Poor PCI performance during read accesses (in master mode)

Hi all !

thank you for reading this post. I'm experiencing some problems to get good data transfer performance using a PCI core in an FPGA directly linked to a PCI connector in a PC (PCI 32bit-33MHz).

The PCI core and the FPGA seem to not be the reason of the problem.

The FPGA is most of the time acting on the bus as Master, accessing directly in the system SDRAM.

Write accesses to SDRAM are very fast, since I can burst as many words as I want (in my case, 48 words), resulting in a 130MB/s bandwith.
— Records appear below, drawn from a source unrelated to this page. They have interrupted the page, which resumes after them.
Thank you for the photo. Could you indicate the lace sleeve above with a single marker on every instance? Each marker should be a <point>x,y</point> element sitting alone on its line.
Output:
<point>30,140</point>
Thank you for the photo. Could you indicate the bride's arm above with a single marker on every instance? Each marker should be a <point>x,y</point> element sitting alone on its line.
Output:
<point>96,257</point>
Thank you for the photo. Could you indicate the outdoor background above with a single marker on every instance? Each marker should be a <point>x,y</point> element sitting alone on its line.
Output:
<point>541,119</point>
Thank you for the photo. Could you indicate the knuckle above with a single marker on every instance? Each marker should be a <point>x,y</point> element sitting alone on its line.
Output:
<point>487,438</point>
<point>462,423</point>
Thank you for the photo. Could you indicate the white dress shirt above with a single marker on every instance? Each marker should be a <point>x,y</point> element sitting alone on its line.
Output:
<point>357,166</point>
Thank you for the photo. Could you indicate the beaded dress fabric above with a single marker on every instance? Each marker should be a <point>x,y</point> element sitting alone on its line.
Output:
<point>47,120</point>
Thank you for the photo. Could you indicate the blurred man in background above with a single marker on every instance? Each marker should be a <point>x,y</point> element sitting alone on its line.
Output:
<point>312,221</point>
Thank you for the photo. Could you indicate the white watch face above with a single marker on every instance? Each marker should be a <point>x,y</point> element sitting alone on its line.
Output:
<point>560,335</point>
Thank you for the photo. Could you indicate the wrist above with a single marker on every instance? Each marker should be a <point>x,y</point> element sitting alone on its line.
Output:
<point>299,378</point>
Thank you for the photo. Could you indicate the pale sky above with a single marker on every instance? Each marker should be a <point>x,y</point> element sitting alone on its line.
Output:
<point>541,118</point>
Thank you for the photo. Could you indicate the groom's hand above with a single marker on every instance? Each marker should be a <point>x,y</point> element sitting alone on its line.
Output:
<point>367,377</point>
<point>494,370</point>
However, read accesses bursts are limited by the target (SDRAM controller or just the PCI arbiter, I don't know) to eight word transfers, resulting in a very poor 50MB/s bandwidth. The target always asserts the STOP# pin after the 8th word transfer resulting in a "disconnect without data transfer".

All my memory accesses (read and writes) are linearly addressed.

Does anyone has an idea of how I can setup my system so I can achieve to have 64-word bursts for Read accesses instead of 8-words ?

My system is an Intel Pentium III 600MHz running under Linux

Best Regards, Uxello

lspci gives me this:

00:00.0 Host bridge: Intel Corp. 440BX/ZX - 82443BX/ZX Host bridge (rev 03) 00:01.0 PCI bridge: Intel Corp. 440BX/ZX - 82443BX/ZX AGP bridge (rev 03) 00:07.0 ISA bridge: Intel Corp. 82371AB PIIX4 ISA (rev 02) 00:07.1 IDE interface: Intel Corp. 82371AB PIIX4 IDE (rev 01) 00:07.2 USB Controller: Intel Corp. 82371AB PIIX4 USB (rev 01) 00:07.3 Bridge: Intel Corp. 82371AB PIIX4 ACPI (rev 02) 00:11.0 VGA compatible controller: Silicon Integrated Systems [SiS] 86C326 (rev 0b) 00:14.0 Network and computing encryption device: Xilinx, Inc.: Unknown device cafe (rev 01)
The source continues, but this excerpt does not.